Surely, you can not be 'something' else. You are nothing perceivable, or imaginable. Yet, without
you there can be neither perception nor imagination. You observe the heart feeling, the mind
thinking, the body acting; the very act of perceiving shows that you are not what you perceive. Can
there be perception, experience without you? An experience must ‘belong'. Somebody must come
and declare it as his own. Without an experiencer the experience is not real. It is the experiencer
that imparts reality to experience. An experience which you cannot have, of what value is it to you?

Questioner:
The sense of being an experiencer, the sense of ‘I am’, is it not also an experience?

Nisargadatta:
Obviously, every thing experienced is an experience. And in every experience there arises the
experiencer of it. Memory creates the illusion of continuity. In reality each experience has its own
experiencer and the sense of identity is due to the common factor at the root of all experiencer-
experience relations. Identity and continuity are not the same.
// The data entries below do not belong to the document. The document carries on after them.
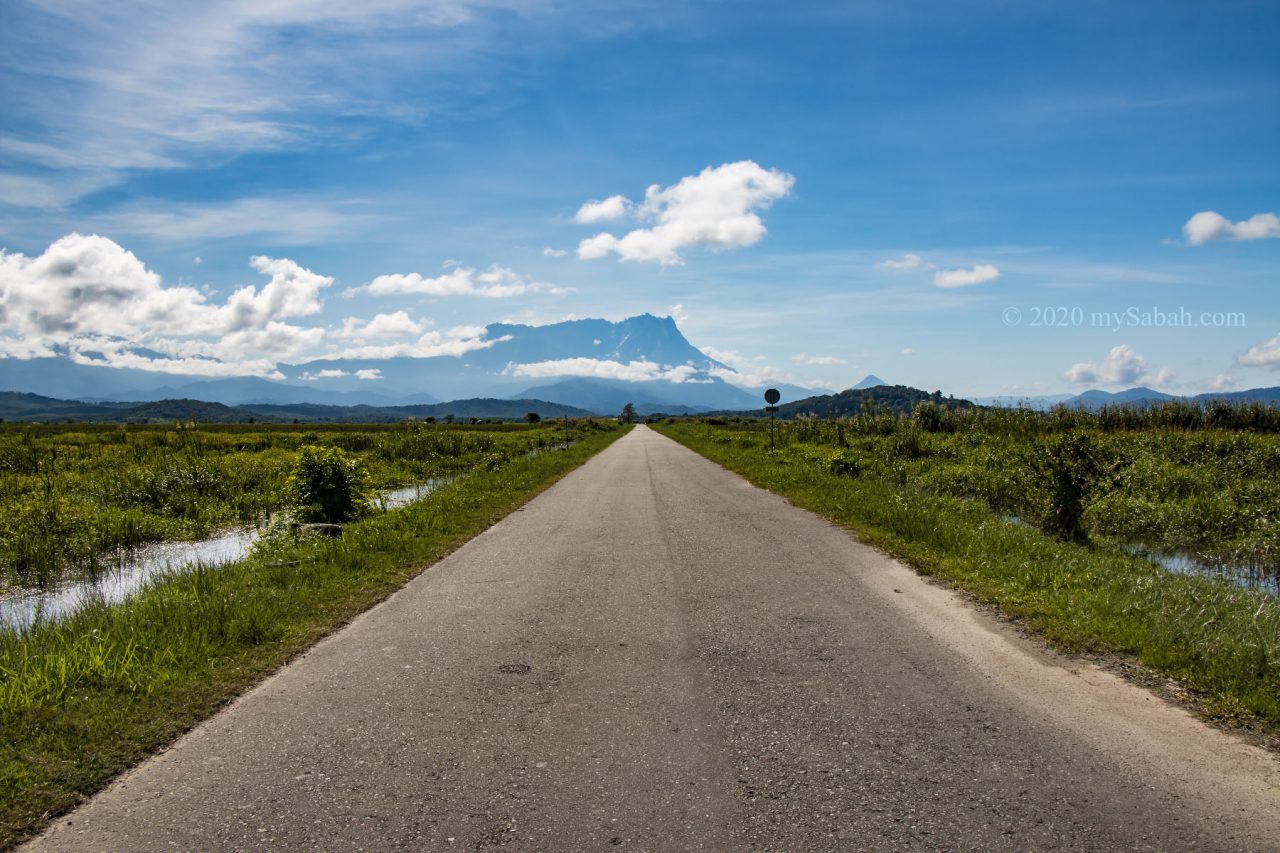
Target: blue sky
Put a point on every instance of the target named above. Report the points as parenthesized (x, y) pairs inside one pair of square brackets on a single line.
[(1011, 162)]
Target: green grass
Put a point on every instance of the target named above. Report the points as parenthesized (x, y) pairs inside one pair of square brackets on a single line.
[(72, 495), (1219, 641), (85, 698)]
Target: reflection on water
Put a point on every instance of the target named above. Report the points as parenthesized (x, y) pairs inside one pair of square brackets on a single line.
[(26, 606), (22, 607), (1251, 575)]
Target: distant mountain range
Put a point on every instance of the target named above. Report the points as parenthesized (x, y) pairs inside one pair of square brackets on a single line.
[(899, 400), (1139, 396), (644, 360), (33, 407)]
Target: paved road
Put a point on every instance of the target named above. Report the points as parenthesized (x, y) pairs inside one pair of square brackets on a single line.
[(656, 656)]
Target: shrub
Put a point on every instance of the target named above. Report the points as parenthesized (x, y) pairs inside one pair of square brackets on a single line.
[(328, 487)]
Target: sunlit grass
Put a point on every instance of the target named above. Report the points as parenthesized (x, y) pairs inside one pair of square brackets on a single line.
[(1220, 641), (86, 697)]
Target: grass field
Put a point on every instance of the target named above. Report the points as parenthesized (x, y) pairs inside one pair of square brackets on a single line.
[(83, 698), (72, 496), (978, 500)]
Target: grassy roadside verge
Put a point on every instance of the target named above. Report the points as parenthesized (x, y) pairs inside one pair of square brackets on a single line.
[(1220, 642), (86, 698)]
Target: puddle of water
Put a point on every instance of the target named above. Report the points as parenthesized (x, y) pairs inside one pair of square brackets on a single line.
[(1242, 574), (24, 607)]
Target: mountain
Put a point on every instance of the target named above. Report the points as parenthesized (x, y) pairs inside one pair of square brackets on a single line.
[(899, 400), (1095, 398), (608, 397), (588, 364), (1255, 395), (869, 381), (484, 407)]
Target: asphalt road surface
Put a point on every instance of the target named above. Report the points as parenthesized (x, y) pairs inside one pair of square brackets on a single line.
[(656, 656)]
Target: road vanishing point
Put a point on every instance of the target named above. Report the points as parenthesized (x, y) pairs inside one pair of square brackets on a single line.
[(653, 655)]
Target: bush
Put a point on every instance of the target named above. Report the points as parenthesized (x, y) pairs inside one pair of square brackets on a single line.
[(1069, 473), (328, 487)]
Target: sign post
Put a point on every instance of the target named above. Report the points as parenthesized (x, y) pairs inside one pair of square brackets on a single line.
[(772, 397)]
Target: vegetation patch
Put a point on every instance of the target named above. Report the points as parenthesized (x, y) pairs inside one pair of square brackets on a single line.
[(86, 697), (1032, 512)]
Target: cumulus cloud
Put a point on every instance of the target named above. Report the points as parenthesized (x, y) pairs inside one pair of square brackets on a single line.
[(1208, 227), (640, 370), (609, 209), (716, 208), (1262, 355), (1121, 366), (496, 282), (800, 357), (965, 277), (397, 324), (905, 261), (90, 299)]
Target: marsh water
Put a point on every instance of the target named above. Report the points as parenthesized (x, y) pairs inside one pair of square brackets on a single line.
[(137, 566)]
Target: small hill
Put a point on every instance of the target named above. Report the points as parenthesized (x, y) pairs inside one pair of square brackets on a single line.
[(899, 400), (199, 410)]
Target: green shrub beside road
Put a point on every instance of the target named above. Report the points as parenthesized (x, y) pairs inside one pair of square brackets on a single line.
[(87, 697)]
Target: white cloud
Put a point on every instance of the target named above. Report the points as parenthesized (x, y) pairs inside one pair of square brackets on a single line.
[(324, 374), (1121, 366), (609, 209), (496, 282), (716, 208), (283, 219), (604, 369), (1210, 226), (1262, 355), (455, 342), (397, 324), (905, 261), (163, 86), (822, 360), (90, 299), (965, 277)]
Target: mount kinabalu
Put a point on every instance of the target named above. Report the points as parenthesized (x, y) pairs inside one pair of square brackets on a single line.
[(501, 369)]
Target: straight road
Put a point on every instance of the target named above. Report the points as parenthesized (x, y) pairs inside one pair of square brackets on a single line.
[(657, 656)]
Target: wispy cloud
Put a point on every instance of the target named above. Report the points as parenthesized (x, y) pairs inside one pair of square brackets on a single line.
[(969, 277), (496, 282)]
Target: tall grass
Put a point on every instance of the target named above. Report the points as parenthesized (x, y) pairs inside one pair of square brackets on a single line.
[(86, 697), (910, 492), (71, 496)]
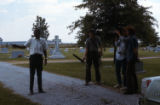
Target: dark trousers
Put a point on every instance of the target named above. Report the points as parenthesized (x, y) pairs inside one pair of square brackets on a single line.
[(36, 64), (93, 57), (121, 68), (131, 80)]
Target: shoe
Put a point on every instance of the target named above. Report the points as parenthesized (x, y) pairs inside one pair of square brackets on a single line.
[(117, 86)]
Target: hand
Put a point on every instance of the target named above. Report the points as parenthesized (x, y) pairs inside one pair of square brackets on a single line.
[(45, 61)]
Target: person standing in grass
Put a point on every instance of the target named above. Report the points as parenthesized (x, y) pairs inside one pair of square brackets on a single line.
[(120, 57), (132, 57), (93, 53), (38, 48)]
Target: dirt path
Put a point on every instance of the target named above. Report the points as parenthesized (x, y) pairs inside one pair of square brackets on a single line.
[(61, 90)]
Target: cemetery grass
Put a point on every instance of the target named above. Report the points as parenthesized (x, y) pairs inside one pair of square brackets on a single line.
[(69, 54), (7, 97), (77, 70)]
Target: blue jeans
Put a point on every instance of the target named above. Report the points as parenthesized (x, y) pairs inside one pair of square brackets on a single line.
[(121, 67)]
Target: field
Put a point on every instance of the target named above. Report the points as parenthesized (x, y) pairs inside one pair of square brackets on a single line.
[(7, 97), (77, 70), (69, 54)]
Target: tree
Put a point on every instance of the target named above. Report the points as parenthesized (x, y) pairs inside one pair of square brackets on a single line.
[(41, 24), (107, 15)]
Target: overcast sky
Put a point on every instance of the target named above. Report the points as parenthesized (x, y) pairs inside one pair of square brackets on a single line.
[(17, 17)]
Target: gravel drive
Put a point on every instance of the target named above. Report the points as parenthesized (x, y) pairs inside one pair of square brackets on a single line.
[(61, 90)]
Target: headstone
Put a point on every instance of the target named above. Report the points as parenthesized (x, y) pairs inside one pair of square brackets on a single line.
[(17, 54), (157, 49), (149, 48), (111, 50), (66, 49), (139, 67), (1, 40), (56, 52), (82, 50), (4, 50)]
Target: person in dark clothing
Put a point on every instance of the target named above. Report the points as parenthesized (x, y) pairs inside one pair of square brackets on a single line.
[(92, 55), (120, 61), (38, 48), (131, 57)]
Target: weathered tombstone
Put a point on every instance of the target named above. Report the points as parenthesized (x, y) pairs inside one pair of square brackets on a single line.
[(56, 52), (111, 50), (17, 54), (149, 48), (66, 49), (4, 50), (157, 49), (139, 67), (82, 50), (1, 40)]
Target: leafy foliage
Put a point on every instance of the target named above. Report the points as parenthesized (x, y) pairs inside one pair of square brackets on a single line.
[(106, 15), (41, 24)]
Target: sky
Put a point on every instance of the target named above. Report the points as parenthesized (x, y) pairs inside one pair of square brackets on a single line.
[(17, 17)]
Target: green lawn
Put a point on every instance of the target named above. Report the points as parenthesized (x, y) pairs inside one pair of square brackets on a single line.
[(77, 70), (7, 97), (69, 54)]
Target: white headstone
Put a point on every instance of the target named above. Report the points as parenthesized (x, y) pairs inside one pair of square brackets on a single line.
[(157, 49), (56, 52), (17, 54), (66, 49), (4, 50), (111, 50)]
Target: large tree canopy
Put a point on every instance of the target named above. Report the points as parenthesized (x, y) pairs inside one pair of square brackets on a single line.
[(41, 24), (106, 15)]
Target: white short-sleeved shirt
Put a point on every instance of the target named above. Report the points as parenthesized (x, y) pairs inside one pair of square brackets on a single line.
[(36, 46)]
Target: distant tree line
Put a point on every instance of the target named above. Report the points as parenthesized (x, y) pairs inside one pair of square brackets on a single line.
[(104, 16)]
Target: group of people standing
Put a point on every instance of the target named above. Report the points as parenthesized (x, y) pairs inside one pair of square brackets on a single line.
[(126, 55)]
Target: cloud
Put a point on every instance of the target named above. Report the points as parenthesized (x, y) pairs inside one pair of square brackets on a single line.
[(22, 14), (40, 1), (4, 2), (155, 7), (3, 11)]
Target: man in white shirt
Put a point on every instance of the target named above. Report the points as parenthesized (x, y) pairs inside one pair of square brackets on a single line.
[(37, 47)]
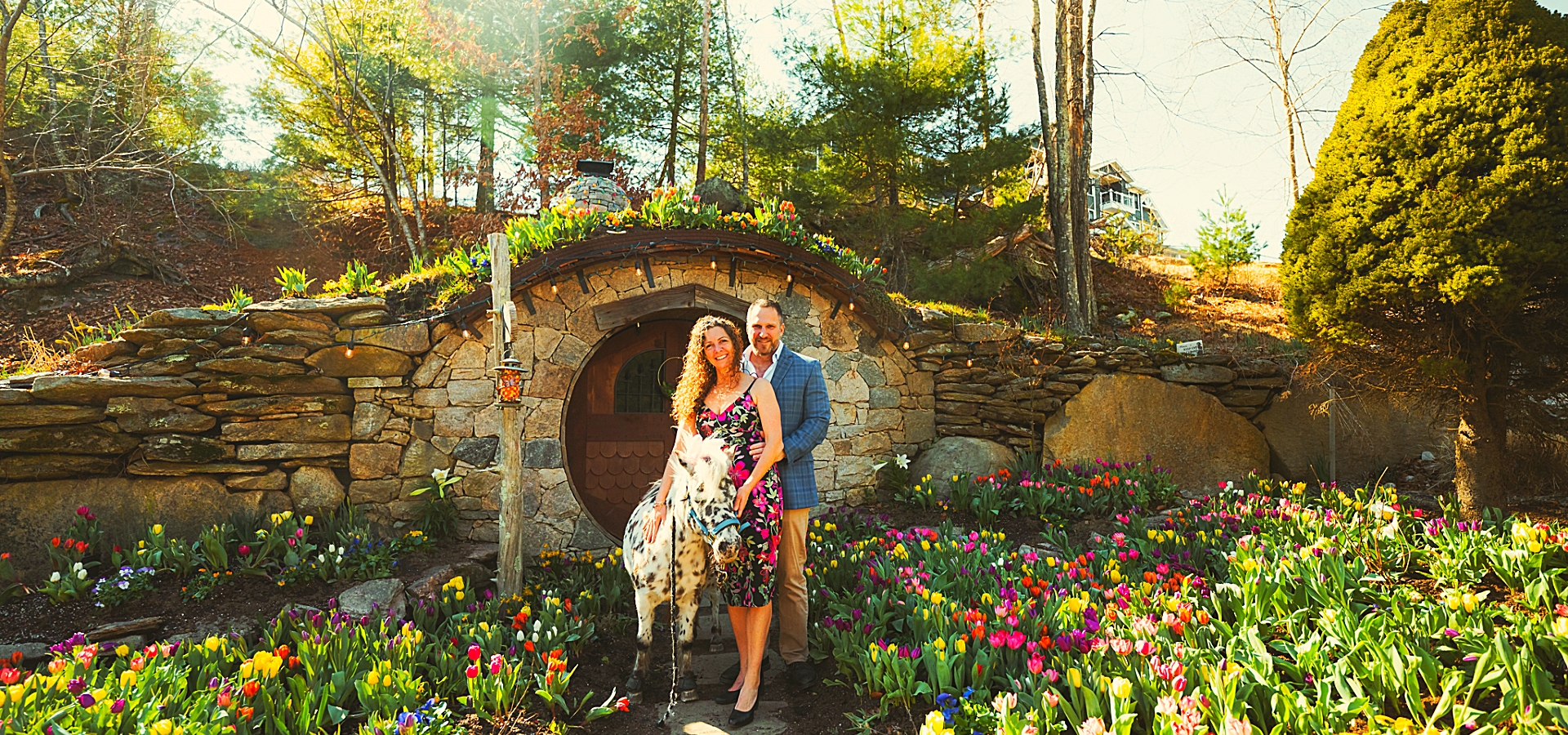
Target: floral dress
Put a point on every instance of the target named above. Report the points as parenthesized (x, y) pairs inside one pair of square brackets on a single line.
[(748, 581)]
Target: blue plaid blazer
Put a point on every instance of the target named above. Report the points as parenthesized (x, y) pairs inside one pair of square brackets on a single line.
[(804, 416)]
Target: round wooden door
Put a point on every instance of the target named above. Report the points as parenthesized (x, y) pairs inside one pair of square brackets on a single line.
[(618, 426)]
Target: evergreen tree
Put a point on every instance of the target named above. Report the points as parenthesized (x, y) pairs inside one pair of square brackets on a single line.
[(1431, 252), (1225, 242)]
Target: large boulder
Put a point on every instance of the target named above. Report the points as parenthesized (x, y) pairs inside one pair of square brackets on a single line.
[(1371, 436), (1126, 417), (359, 363), (960, 455), (305, 428), (87, 439)]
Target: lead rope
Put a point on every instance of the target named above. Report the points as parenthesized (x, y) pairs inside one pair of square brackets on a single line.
[(675, 654)]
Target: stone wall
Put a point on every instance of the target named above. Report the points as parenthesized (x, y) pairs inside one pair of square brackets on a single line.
[(996, 383), (882, 403), (300, 403)]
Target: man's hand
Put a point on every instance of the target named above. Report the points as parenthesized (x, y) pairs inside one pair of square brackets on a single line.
[(654, 523)]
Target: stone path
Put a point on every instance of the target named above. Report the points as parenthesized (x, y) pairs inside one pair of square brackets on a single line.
[(707, 718)]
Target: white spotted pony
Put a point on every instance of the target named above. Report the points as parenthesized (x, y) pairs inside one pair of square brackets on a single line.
[(702, 521)]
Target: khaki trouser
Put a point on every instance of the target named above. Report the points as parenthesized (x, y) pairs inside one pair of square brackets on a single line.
[(792, 604)]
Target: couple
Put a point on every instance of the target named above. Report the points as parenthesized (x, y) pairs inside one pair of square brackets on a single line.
[(770, 406)]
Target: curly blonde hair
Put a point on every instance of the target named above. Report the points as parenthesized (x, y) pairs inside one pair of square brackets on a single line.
[(697, 375)]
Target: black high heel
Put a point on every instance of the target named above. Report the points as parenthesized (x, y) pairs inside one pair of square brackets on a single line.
[(744, 718)]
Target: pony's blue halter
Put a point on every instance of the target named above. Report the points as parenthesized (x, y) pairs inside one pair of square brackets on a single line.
[(710, 533)]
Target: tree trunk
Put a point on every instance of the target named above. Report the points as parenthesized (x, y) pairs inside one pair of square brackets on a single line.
[(538, 107), (668, 172), (702, 121), (1085, 146), (737, 88), (485, 198), (11, 16), (1481, 444), (1062, 168)]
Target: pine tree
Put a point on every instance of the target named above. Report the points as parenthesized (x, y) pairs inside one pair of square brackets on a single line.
[(1431, 252), (1225, 242)]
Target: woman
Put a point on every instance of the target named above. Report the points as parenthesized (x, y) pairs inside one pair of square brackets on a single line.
[(717, 399)]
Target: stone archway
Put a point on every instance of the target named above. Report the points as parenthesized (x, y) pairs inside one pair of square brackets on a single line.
[(617, 426)]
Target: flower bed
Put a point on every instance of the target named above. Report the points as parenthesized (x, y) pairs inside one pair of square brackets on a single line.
[(460, 654), (1261, 610)]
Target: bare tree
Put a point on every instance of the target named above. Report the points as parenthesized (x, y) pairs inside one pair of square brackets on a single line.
[(344, 91), (8, 18), (1274, 38), (1067, 143)]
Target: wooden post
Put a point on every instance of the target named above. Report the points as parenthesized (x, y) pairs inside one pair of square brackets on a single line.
[(509, 560)]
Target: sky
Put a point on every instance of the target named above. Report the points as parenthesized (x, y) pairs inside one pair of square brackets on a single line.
[(1175, 104)]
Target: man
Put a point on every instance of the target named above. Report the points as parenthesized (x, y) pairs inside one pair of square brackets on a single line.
[(804, 417)]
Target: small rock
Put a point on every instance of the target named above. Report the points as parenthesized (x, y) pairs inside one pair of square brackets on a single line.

Just as each flower has its own
colour, but all colours are caused by the same light, so do many experiences appear in the
undivided and indivisible awareness, each separate in memory, identical in essence. This essence
is the root, the foundation, the timeless and spaceless 'possibility' of all experience.

Questioner:
How do I get at it?

Nisargadatta:
You need not get at it, for you are it. It will get at you, if you give it a chance. Let go your
attachment to the unreal and the real will swiftly and smoothly step into its own. Stop imagining
yourself being or doing this or that and the realisation that you are the source and heart of all will
dawn upon you. With this will come great love which is not choice or predilection, nor attachment,
but a power which makes all things love-worthy and lovable.